The Four Stages of Compilation#
The compilation of C source code into an executable binary involves four distinct phases:
- Preprocessing (to final source code)
- Compilation (to human-readable assembly language)
- Assembly (to machine-readable object code)
- Linking (to executable binary)
Notice how “compilation”, depending on context, can refer to the entire process or just the second step of turning code into assembly. The terminology of steps 2 and 3 can be confusing, but this is not an error on the author’s side: The compilation step indeed turns source code into assembly (language), while the following assembly process (performed by the assembler) takes this assembly (language) and creates object code from it. We’ll go through it step by step using a simple example.
1. Preprocessing#
All the preprocessor does is word processing on human-readable text, replacing characters, deleting some, adding others. It is controlled by directives beginning with #
, such as #include
, #define
, and #ifdef
and performs the following tasks:
- Includes header files
- Expands macros
- Handles conditional compilation
- Removes comments
Manually Running the Preprocessor#
To get the output of the preprocessing stage, use the -E
flag:
gcc -E program.c -o program.i
This command processes all directives and produces a .i
file containing the preprocessed source code. Let’s look at a simple example:
#include <stdio.h>
#define MAX 100
int main() {
/* Comments are removed by preprocessor */
printf("Max value is: %d\n", MAX);
return 0;
}
After preprocessing, the file will contain:
- All the code from
stdio.h
- The literal value
100
replacingMAX
- The original code with comments removed
Omitting the hundreds of lines copied in from stdio.h
, the end of the resulting program.i
looks like this
int main() {
printf("Max value is: %d\n", 100);
return 0;
}
On my machine the file contains 821 lines, up from 8 of the original source code. If we include stdlib.h
as well, it’s 1924 lines of code!
2. Compilation (to human-readable assembly language)#
During this stage, the preprocessed code is translated into assembly language specific to the target processor architecture. The compiler performs:
- Syntax checking
- Type checking
- Optimization (if enabled)
- Generation of assembly code
Manually Running the Compiler#
To stop after compilation and output assembly code:
gcc -S program.i -o program.s
The resulting .s
file contains human-readable assembly instructions. Here’s a snippet from our simple example compiled for the x86-64 platform:
.LC0:
.string "Max value is: %d\n"
.text
.globl main
.type main, @function
main:
.LFB6:
.cfi_startproc
endbr64
pushq %rbp
.cfi_def_cfa_offset 16
.cfi_offset 6, -16
movq %rsp, %rbp
.cfi_def_cfa_register 6
movl $100, %esi
leaq .LC0(%rip), %rax
movq %rax, %rdi
movl $0, %eax
call printf@PLT
movl $0, %eax
popq %rbp
.cfi_def_cfa 7, 8
ret
.cfi_endproc
Notice how MAX
was replaced with the literal value 100 in the line
movl $100, %esi
and the assembly instructions for calling printf were generated.

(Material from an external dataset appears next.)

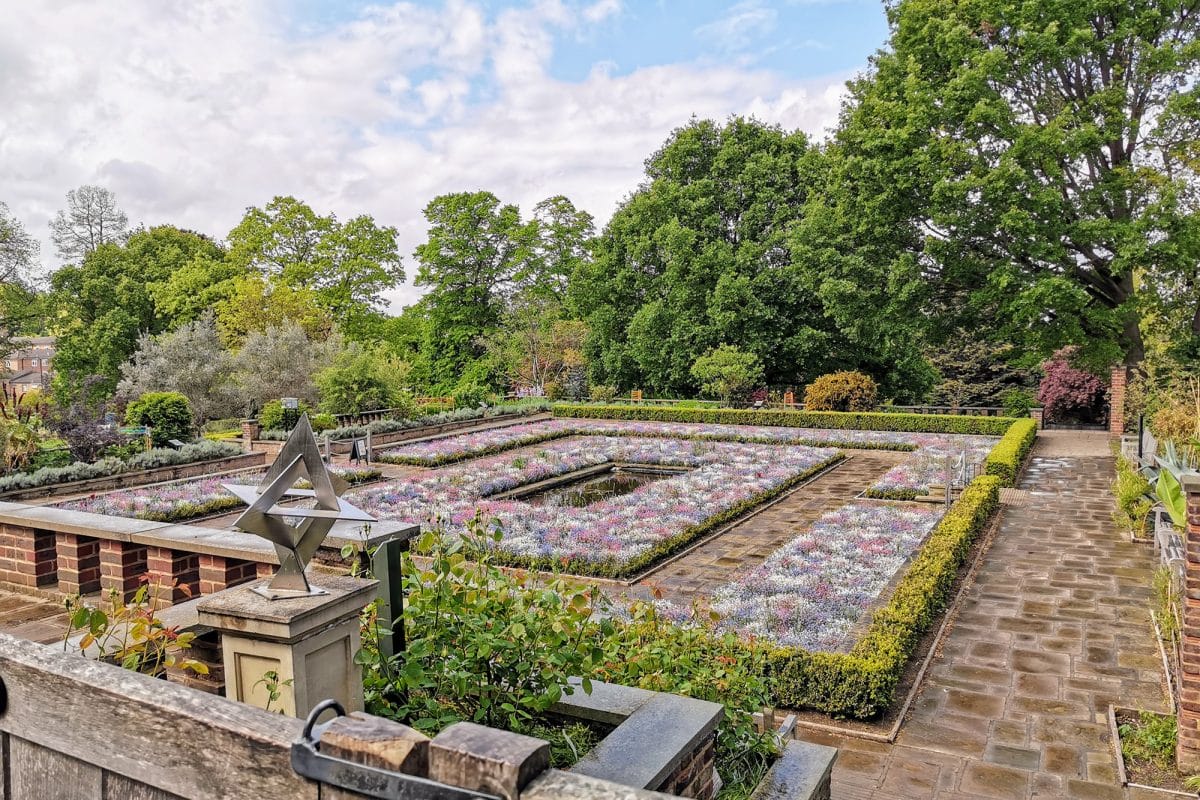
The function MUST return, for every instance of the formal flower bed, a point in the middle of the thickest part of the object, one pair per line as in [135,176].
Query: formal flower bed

3. Assembly (to machine-readable object code)#
The assembler converts assembly code into object code in the shape of .o
object files.
Manually Running the Assembler#
To generate object code from assembly:
gcc -c program.s -o program.o
The -c
flag tells GCC to assemble, but stop before linking. The resulting .o
file is in binary format and no longer human-readable. It holds object code that reflects the assembled instructions and data from the source code, but isn’t yet a complete, runnable program.
4. Linking#
The final stage combines one or more object files with library code to produce an executable. The linker:
- Resolves external symbol references
- Combines multiple object files
- Incorporates library code
- Sets up program entry points
Manually Running the Linker#
To link object files into an executable:
gcc program.o -o program
If your program uses external libraries, you’ll need to specify them here
gcc program.o -o program -lm # Links with the math library
with the exception of some common libraries that GCC links by default, most prominently libc (the C standard library).
Putting It All Together#
gcc -E program.c -o program.i # Preprocessor
gcc -S program.i -o program.s # Compiler
gcc -c program.s -o program.o # Assembler
gcc program.o -o program # Linker
GCC detects whether previous steps have already been performed and if not, automatically does so. For example, we can directly generate assembly from the source code like this
gcc -S program.c -o program.s
without explicitly running the preprocessing step.
Conclusion#
While modern IDEs and build systems often hide the compilation steps, understanding this process is crucial for becoming a well-rounded C programmer. Next time you encounter a cryptic compiler or linker error, hopefully these insights help you find the root cause.